San Francisco News
Proposal makes it easier for businesses to host DJs
SAN FRANCISCO (KGO) -- San Francisco's nightlife is an economic engine for the city. A supervisor introduced on Tuesday a measure that would make it easier for more businesses to spice things up with DJs.
A recent study commissioned by San Francisco Supervisor Scott Wiener found that nightlife contributed more than $4 billion in consumer spending. Now Wiener is proposing another measure that he thinks will help popular spots add even more to that vibrancy.
The Ramp is a San Francisco institution. Just south of AT&T Park, the restaurant dishes up food and on the weekend live music.
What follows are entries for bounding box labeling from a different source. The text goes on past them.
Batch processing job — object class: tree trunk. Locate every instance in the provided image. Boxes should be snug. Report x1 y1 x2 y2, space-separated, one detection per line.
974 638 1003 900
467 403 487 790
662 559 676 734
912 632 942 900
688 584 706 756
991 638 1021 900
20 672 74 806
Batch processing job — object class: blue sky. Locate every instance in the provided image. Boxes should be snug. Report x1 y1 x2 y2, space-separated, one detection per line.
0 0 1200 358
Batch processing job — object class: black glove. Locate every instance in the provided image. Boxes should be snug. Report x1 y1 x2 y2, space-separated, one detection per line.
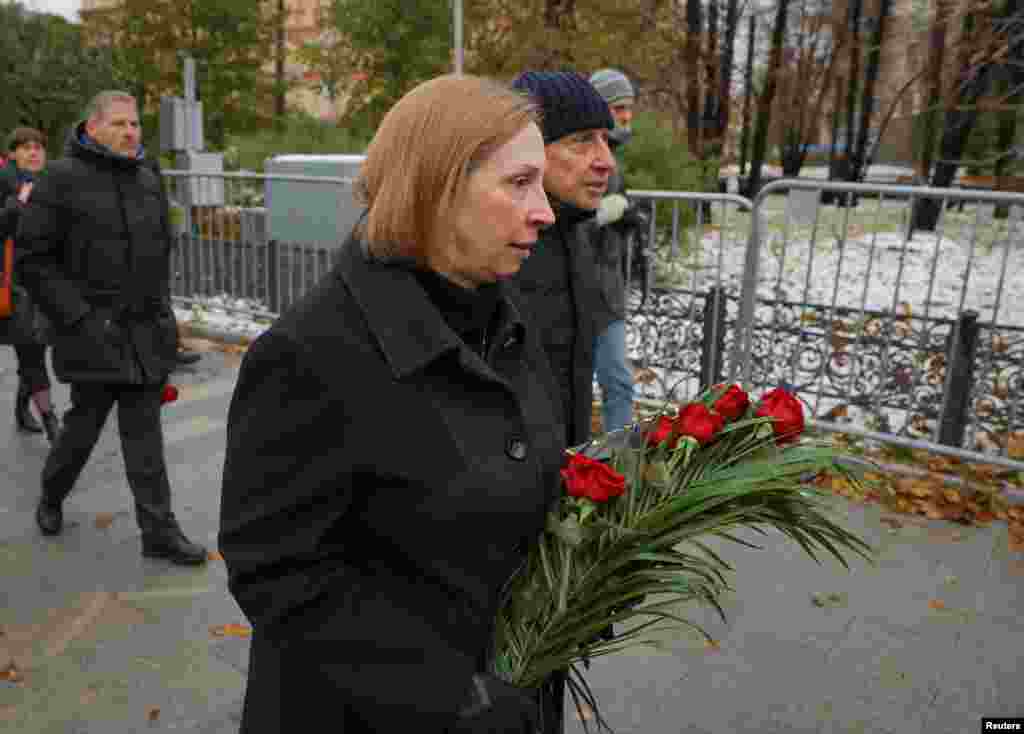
453 673 540 734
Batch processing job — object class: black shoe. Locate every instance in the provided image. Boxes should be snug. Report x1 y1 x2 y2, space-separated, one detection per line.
142 528 206 566
14 385 43 433
42 411 60 446
36 500 63 535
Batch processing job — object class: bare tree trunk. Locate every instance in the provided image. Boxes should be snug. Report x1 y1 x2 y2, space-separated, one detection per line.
273 0 288 128
683 0 703 159
718 0 739 145
835 0 862 194
739 12 758 176
850 0 892 181
992 0 1024 219
918 0 947 178
910 8 991 232
746 0 790 197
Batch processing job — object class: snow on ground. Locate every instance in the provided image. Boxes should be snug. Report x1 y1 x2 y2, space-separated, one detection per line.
659 197 1024 327
174 294 273 339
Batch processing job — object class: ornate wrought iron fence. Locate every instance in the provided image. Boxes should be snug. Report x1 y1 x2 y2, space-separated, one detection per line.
165 171 1024 470
630 180 1024 470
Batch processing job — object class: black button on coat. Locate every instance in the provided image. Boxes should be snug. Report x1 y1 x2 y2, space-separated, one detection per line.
16 125 177 384
219 241 564 734
509 203 600 446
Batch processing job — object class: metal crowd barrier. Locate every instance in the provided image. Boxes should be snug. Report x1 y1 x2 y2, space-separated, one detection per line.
734 179 1024 471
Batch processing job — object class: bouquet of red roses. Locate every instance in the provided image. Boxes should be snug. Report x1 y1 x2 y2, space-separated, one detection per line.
494 385 870 729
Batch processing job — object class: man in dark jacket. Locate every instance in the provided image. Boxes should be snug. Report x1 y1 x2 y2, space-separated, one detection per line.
17 91 206 564
510 72 615 734
512 72 615 446
590 69 638 431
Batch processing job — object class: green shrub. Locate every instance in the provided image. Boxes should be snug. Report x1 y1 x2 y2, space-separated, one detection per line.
224 115 370 172
617 112 704 242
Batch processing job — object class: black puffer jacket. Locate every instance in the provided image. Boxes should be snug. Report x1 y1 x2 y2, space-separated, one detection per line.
584 163 628 334
0 161 46 345
17 125 177 384
509 195 600 446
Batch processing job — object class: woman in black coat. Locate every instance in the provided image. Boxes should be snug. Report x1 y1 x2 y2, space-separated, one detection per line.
219 76 564 734
0 127 58 443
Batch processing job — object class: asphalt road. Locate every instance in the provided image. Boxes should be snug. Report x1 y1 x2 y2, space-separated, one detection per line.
0 349 1024 734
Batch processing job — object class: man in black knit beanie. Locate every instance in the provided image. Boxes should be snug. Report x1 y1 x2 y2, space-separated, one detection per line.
512 72 615 446
510 72 615 734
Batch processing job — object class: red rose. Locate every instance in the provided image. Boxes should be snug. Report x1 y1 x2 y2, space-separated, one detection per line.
712 385 751 421
160 385 178 405
647 416 675 446
676 402 725 444
561 454 626 502
755 387 804 445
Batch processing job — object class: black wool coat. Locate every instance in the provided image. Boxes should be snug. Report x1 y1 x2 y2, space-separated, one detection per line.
508 200 601 446
16 125 177 384
0 161 44 345
218 240 563 734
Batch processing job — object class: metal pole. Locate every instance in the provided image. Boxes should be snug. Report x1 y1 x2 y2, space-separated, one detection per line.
452 0 463 74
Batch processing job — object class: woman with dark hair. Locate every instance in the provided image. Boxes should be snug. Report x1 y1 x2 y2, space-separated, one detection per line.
218 76 564 734
0 127 59 443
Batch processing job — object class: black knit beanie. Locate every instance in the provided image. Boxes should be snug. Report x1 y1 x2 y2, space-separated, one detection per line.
512 72 615 144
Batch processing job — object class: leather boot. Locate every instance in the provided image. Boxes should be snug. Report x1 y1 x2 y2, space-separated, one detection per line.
142 525 207 566
36 495 63 535
14 383 43 433
41 411 60 446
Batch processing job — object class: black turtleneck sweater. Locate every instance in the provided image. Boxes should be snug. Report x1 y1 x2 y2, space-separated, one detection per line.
413 269 501 359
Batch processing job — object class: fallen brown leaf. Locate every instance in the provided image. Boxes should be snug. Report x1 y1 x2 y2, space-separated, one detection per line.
928 457 956 474
1007 431 1024 460
577 701 594 722
210 623 253 637
825 405 850 421
922 502 946 520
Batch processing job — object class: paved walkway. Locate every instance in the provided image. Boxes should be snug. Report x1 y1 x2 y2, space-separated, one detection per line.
0 349 1024 734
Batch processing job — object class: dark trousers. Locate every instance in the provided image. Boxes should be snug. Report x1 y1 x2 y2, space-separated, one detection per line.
43 383 177 535
14 344 50 393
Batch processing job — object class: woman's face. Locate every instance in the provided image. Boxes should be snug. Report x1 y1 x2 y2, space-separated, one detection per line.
440 123 555 288
11 140 46 173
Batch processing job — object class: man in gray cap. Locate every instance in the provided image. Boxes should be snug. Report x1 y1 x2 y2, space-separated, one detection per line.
590 69 638 431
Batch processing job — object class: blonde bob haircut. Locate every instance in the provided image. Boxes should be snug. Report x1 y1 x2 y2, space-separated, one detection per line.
355 75 539 265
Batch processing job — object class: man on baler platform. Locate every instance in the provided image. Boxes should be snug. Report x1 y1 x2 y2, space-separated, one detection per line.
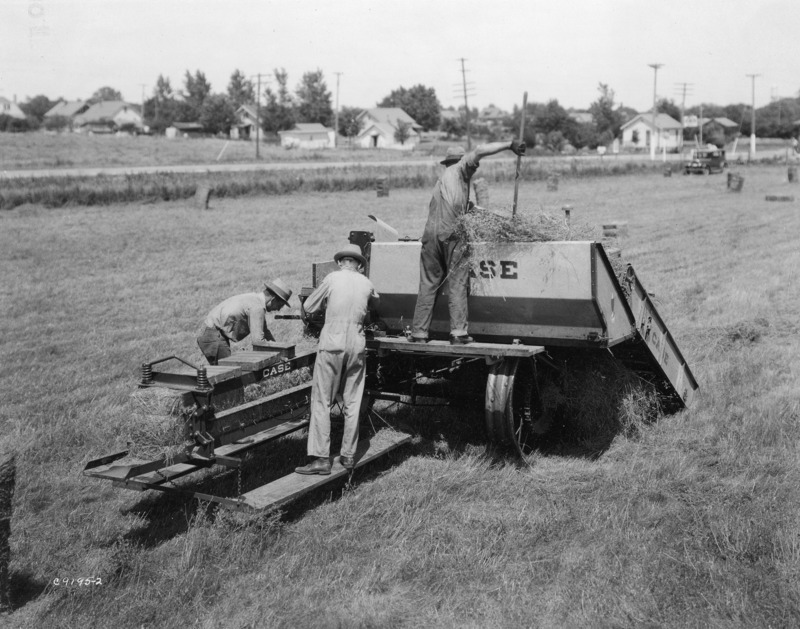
409 140 526 345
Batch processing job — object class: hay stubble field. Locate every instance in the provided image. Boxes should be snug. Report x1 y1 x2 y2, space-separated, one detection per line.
0 166 800 627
Now owner Joanie Robins hopes to bring in a DJ.
"It will be more affordable for us quite frankly and give us more opportunity to diversify quickly," she said.
Wiener introduced legislation Tuesday that will put DJs in the mix when it comes to live music permits.
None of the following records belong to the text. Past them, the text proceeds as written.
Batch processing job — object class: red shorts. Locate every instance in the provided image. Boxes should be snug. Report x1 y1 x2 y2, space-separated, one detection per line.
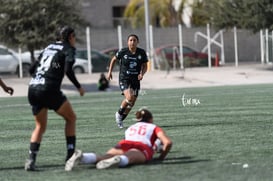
115 140 154 161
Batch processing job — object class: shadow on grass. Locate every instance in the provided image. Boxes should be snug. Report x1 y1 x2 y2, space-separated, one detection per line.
0 156 208 172
0 164 64 172
62 83 120 92
160 121 240 128
148 156 208 165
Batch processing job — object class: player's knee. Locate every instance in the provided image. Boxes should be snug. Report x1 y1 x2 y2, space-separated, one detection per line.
125 99 135 108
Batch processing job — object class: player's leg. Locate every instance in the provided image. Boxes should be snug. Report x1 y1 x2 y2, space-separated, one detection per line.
25 108 47 171
122 88 137 120
96 149 146 169
65 148 123 171
56 99 76 160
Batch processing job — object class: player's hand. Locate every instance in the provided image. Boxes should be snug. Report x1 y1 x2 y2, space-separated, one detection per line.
106 72 113 80
137 74 143 80
78 87 85 96
4 87 14 95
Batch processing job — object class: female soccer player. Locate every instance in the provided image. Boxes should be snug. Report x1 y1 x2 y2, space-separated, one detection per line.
25 26 84 171
107 34 148 128
65 109 172 171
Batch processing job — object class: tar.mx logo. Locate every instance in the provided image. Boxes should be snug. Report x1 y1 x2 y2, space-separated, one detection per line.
181 93 201 107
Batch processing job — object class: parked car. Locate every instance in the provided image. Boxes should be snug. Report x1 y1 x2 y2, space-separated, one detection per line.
155 44 215 69
0 45 31 76
73 50 111 73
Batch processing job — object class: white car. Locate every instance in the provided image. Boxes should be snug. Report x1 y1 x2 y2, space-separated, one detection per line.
0 45 31 76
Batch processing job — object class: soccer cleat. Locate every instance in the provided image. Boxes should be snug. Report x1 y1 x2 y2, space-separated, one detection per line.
64 150 82 171
25 159 36 171
96 156 121 169
116 112 123 128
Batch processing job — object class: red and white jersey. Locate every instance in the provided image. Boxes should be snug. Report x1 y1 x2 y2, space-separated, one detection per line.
125 122 162 147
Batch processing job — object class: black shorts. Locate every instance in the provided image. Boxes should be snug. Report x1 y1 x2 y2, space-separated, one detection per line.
119 79 140 97
28 87 67 115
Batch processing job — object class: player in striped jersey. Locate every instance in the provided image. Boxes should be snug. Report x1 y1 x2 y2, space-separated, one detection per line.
25 26 84 171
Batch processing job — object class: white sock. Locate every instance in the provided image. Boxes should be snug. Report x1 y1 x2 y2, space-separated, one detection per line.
81 153 97 164
119 155 129 167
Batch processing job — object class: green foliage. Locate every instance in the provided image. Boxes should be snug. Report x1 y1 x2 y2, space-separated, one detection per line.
193 0 273 32
0 0 86 61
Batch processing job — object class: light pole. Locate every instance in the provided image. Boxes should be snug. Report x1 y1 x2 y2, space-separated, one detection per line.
144 0 150 60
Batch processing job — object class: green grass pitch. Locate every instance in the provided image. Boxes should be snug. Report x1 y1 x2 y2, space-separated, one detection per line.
0 85 273 181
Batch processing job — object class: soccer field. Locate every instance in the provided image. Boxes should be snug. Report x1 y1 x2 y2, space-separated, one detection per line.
0 85 273 181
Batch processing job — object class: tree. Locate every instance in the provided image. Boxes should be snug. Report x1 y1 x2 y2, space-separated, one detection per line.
0 0 87 61
193 0 273 32
124 0 178 28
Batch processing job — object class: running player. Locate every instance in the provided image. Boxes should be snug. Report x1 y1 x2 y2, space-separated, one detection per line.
65 109 172 171
0 78 13 95
25 26 84 171
107 34 148 128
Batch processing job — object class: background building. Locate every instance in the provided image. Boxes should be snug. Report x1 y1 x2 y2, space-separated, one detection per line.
81 0 129 28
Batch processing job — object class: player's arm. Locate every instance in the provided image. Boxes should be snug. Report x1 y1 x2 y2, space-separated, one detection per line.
106 56 117 80
157 130 172 160
64 48 84 96
138 62 148 80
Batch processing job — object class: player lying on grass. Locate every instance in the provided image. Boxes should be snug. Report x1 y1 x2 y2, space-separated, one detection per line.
65 109 172 171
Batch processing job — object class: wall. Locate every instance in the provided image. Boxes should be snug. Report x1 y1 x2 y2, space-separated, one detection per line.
78 27 260 63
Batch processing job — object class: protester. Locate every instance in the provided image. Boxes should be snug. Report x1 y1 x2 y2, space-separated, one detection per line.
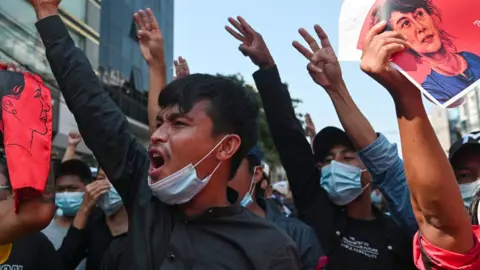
361 21 480 269
227 17 416 269
0 156 63 270
229 146 325 270
29 0 300 269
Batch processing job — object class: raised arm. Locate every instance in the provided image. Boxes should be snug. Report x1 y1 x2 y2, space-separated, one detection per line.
226 17 335 249
29 0 148 209
293 25 418 235
133 8 167 135
361 22 474 254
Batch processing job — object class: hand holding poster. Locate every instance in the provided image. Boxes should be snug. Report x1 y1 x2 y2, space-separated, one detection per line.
340 0 480 107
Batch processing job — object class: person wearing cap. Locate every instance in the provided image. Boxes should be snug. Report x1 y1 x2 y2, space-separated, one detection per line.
229 145 325 270
231 17 417 270
448 131 480 208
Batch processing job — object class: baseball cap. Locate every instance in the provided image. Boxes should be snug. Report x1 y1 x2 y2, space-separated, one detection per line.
248 144 262 164
448 131 480 161
313 127 355 162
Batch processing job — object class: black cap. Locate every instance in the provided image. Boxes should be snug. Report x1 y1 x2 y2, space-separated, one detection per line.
313 127 355 162
448 131 480 161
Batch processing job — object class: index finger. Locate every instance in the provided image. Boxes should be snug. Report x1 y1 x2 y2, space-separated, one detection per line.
298 28 320 52
365 21 387 42
147 8 160 29
314 24 332 48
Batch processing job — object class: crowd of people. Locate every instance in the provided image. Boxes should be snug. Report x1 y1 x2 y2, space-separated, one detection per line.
0 0 480 270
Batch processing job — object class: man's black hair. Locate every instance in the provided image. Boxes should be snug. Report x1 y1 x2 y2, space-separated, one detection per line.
55 159 92 184
158 74 259 179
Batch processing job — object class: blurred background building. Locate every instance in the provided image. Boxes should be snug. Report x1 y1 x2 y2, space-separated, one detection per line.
428 86 480 153
0 0 174 166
"If you have an art gallery or a cafe or a restaurant where you want to have a DJ in the background in the day or early evening, right now you have to get the same permit a nightclub has to get, which is a major expensive, lengthy process," Wiener said.
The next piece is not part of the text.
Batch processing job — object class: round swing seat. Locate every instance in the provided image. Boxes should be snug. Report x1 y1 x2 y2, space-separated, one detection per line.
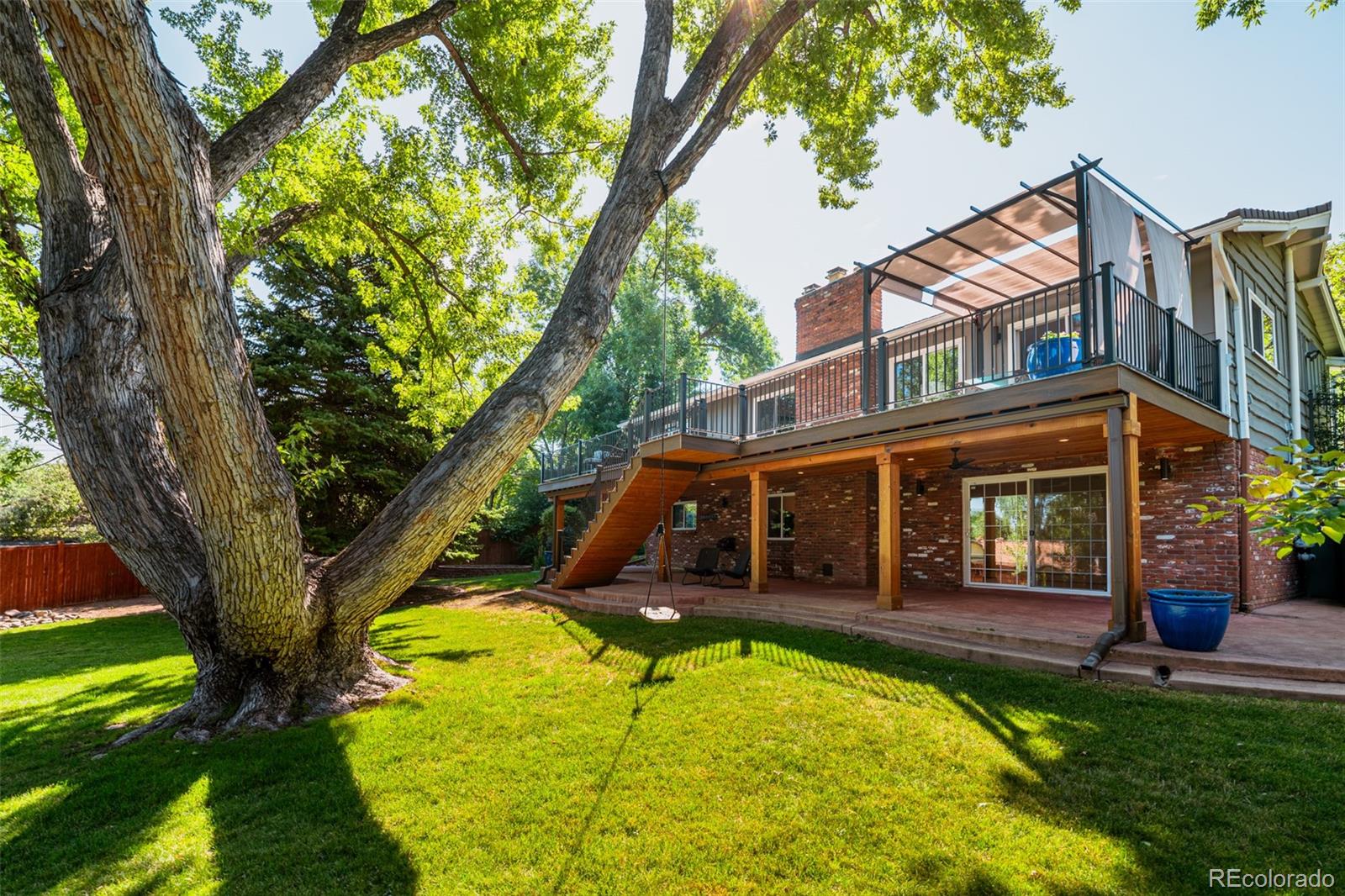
641 607 682 621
He says his proposal would make it cheaper and more efficient for businesses to get a permit, allowing DJs to perform until 10 p.m. once the noise level passes a city sound test.
"I will definitely apply for a permit," said Santiago Rodriguez, who owns Frjtz Restaurant on Valencia Street in the Mission.
"DJs are ambassadors of music and they really make a contribution to a space, especially a restaurant or a bar," Rodriguez said.
The legislation would also create a new permit making it easier for neighborhood groups and merchants to offer ongoing live music in plazas and other outdoor spaces.
And it would give the San Francisco Entertainment Commission more authority to crack down on violators.
"If someone does something we don't approve of, we have citation ability, we have suspension ability and we can actually revoke," said Jocelyn Kane of the Entertainment Commission.
Hearings will be held on the proposal in the coming weeks.